0

I am extracting news items from a certain category page of a website in which there is no load-more button; instead, the links to news stories are produced as I scroll down. I created a function that accepts category page url and limit page (the number of times I want to scroll down) as inputs and returns all the links to the news items shown on that page. It was running properly earlier recently I found in each page each news links are in different class which is making very difficult to retirve them back all together. Maybe I'm wrong and I do believe there would be a simpler method.

Category page link = https://www.scmp.com/topics/currencies

This was my try!

def get_article_links(url, limit_loading):
    
    options = webdriver.ChromeOptions()
    
    lists = ['disable-popup-blocking']

    caps = DesiredCapabilities().CHROME
    caps["pageLoadStrategy"] = "normal"

    options.add_argument("--window-size=1920,1080")
    options.add_argument("--disable-extensions")
    options.add_argument("--disable-notifications")
    options.add_argument("--disable-Advertisement")
    options.add_argument("--disable-popup-blocking")
    
    driver = webdriver.Chrome(executable_path= r"E:\chromedriver\chromedriver.exe", options=options) #add your chrome path

    
    driver.get(url)
    last_height = driver.execute_script("return document.body.scrollHeight")
    
    loading = 0
    end_div = driver.find_element('class name','topic-content__load-more-anchor')
    while loading < limit_loading:
        loading += 1
        print(f'scrolling to page {loading}...')        
        end_div.location_once_scrolled_into_view
        time.sleep(2)
        
        
    article_links = []
    bsObj = BeautifulSoup(driver.page_source, 'html.parser')
    for i in bsObj.find('div', {'class': 'content-box'}).find('div', {'class': 'topic-article-container'}).find_all('h2', {'class': 'article__title'}):
        article_links.append(i.a['href'])
    
    return article_links

Assuming I want to scroll 3 times in this category page and get back all the links on those pages.

get_article_links('https://www.scmp.com/topics/currencies', 3)

But it is neither scrolling nor getting me back the links as the problem faced by me. Any help with this will be really appreciated. Thanks~~

Starlord22
  • 111
  • 5
  • I can't seem to find an elements with a CSS class `topic-content__load-more-anchor`. Are you sure that's right? – Nick ODell Feb 16 '23 at 02:48
  • If you open the website in a browser and do a right click -> inspect on a location in the website, it will bring up an elements sub menu where you can inspect the html and css. Looking at your current classes you are search on and comparing the website, it appears the website has changed up the css class names, you will need to track down the new classes you are scraping on and update them. – Nolan Walker Feb 16 '23 at 03:16

1 Answers1

1

This one took a while to solve!

Apparently there is no way of scrolling to the bottom of the page if you don't click it first. And it's also much easier to just send the END key. I got the idea of sending keys from here.
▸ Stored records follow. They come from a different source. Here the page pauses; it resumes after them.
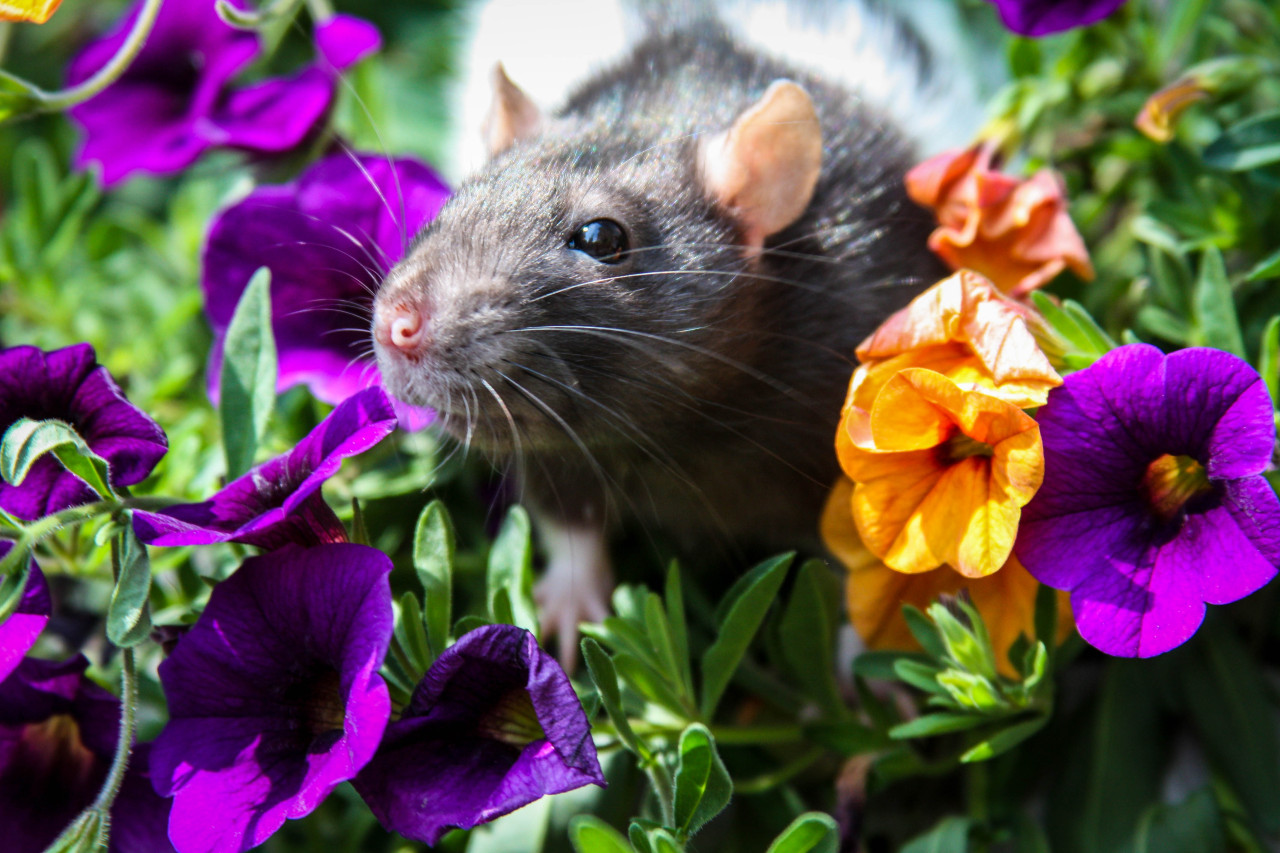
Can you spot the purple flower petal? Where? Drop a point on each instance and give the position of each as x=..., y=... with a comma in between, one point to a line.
x=493, y=725
x=274, y=694
x=68, y=384
x=344, y=40
x=1139, y=578
x=19, y=632
x=329, y=240
x=279, y=501
x=58, y=734
x=1046, y=17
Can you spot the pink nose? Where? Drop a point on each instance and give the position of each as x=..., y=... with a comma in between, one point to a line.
x=401, y=327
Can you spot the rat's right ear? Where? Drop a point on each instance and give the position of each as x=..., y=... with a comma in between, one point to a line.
x=512, y=115
x=763, y=169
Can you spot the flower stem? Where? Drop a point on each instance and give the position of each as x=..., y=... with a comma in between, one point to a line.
x=112, y=71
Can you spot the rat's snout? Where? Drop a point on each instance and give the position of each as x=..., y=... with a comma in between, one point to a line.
x=401, y=325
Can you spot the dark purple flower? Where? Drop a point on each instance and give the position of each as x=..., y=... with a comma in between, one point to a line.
x=69, y=386
x=19, y=632
x=176, y=100
x=1153, y=498
x=329, y=240
x=1046, y=17
x=493, y=725
x=58, y=734
x=279, y=501
x=274, y=694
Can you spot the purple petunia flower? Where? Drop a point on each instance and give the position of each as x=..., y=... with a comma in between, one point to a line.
x=176, y=100
x=279, y=502
x=274, y=694
x=69, y=386
x=329, y=240
x=19, y=632
x=1153, y=500
x=493, y=725
x=1046, y=17
x=58, y=734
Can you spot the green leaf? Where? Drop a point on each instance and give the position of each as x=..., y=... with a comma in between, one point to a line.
x=1005, y=739
x=511, y=569
x=434, y=544
x=1191, y=826
x=1215, y=305
x=808, y=634
x=128, y=621
x=810, y=833
x=248, y=374
x=743, y=617
x=1226, y=698
x=951, y=835
x=703, y=787
x=599, y=666
x=936, y=724
x=1247, y=145
x=1269, y=359
x=26, y=441
x=589, y=834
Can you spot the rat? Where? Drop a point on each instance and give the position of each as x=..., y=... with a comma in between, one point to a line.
x=647, y=301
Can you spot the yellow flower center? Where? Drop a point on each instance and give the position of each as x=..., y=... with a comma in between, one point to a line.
x=1171, y=482
x=961, y=447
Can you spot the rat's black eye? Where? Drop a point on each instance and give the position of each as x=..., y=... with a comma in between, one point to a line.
x=600, y=238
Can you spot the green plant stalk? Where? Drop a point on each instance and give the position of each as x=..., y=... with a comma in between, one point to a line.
x=112, y=71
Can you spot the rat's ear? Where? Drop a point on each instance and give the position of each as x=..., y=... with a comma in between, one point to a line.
x=512, y=115
x=763, y=169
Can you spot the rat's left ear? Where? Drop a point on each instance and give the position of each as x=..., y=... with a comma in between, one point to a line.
x=764, y=168
x=512, y=115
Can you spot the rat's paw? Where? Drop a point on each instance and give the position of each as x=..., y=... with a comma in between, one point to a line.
x=576, y=588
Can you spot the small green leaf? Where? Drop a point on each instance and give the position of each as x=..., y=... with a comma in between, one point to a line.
x=589, y=834
x=433, y=561
x=127, y=619
x=604, y=676
x=248, y=374
x=936, y=724
x=26, y=441
x=1247, y=145
x=511, y=569
x=743, y=617
x=951, y=835
x=810, y=833
x=703, y=787
x=1215, y=305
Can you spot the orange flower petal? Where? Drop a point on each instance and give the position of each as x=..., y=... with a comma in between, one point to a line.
x=32, y=10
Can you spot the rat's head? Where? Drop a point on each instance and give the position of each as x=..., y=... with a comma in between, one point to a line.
x=588, y=282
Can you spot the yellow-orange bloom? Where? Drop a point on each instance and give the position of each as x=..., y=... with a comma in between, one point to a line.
x=876, y=593
x=32, y=10
x=965, y=329
x=942, y=473
x=1014, y=232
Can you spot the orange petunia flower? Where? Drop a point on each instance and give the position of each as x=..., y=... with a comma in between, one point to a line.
x=964, y=329
x=876, y=593
x=32, y=10
x=941, y=473
x=1014, y=232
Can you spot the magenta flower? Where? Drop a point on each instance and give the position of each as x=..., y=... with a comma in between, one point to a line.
x=19, y=632
x=279, y=502
x=69, y=386
x=58, y=737
x=1153, y=500
x=1046, y=17
x=274, y=694
x=329, y=240
x=176, y=100
x=493, y=725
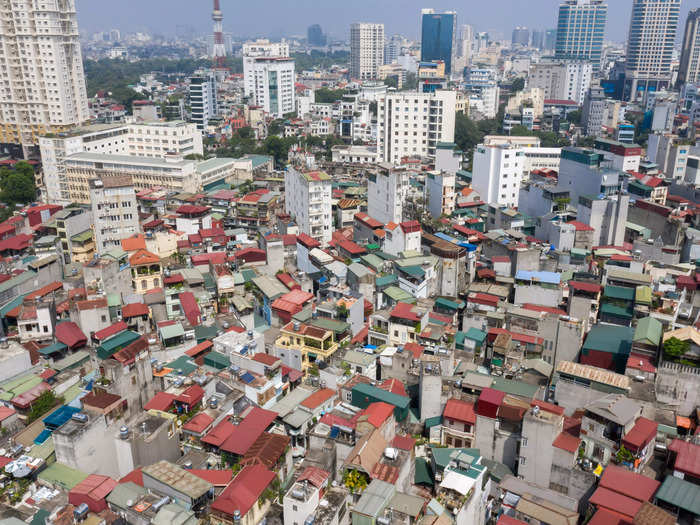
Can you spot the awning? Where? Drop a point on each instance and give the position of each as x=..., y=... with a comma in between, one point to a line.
x=52, y=349
x=70, y=334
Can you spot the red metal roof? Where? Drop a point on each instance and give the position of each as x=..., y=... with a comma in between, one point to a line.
x=616, y=502
x=314, y=475
x=266, y=359
x=643, y=431
x=191, y=308
x=108, y=332
x=248, y=430
x=687, y=457
x=192, y=396
x=134, y=310
x=243, y=492
x=404, y=311
x=199, y=423
x=217, y=435
x=198, y=349
x=628, y=483
x=585, y=287
x=70, y=334
x=566, y=441
x=161, y=401
x=460, y=411
x=318, y=398
x=218, y=478
x=377, y=413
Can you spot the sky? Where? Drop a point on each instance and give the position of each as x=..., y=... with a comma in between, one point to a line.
x=276, y=18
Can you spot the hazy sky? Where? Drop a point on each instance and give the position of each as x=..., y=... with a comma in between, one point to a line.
x=292, y=17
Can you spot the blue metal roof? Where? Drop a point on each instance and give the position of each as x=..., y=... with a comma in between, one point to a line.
x=544, y=277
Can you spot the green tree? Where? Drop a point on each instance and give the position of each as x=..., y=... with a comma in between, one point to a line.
x=467, y=134
x=325, y=95
x=517, y=85
x=674, y=348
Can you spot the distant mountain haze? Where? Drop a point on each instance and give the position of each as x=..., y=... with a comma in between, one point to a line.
x=277, y=18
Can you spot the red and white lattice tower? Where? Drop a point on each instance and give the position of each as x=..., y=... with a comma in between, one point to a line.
x=219, y=47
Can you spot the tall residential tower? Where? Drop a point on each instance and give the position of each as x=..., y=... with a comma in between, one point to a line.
x=366, y=50
x=580, y=30
x=650, y=43
x=689, y=69
x=41, y=67
x=438, y=37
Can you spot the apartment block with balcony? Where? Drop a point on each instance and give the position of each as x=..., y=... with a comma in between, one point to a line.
x=308, y=200
x=300, y=345
x=114, y=211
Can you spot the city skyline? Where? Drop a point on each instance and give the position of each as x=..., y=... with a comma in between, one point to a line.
x=247, y=20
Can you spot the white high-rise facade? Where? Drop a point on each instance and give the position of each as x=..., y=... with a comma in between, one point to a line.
x=41, y=70
x=412, y=124
x=203, y=102
x=497, y=173
x=366, y=50
x=152, y=139
x=307, y=198
x=386, y=191
x=273, y=81
x=114, y=210
x=562, y=79
x=650, y=44
x=256, y=49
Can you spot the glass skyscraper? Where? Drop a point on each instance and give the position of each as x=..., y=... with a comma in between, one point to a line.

After scrolling, look for the div that contains all articles, its class is 'css-1279nek ef7usvb8'. Then use regex to match all href, including only the webpage address. Lastly use set() to get rid of duplicates.

    driver.get(url)
    elem = driver.find_element_by_xpath("//body")
    for i in range(limit_loading):
        action = ActionChains(driver)
        action.click().perform()
        elem.send_keys(Keys.END)
        time.sleep(5)
        
    bsObj = BeautifulSoup(driver.page_source, 'html.parser')
    article_div = bsObj.find('div', {'class': "css-1279nek ef7usvb8"})
    article_links = list(set(re.findall('href="([\/A-z0-9.-]+)', str(article_div))))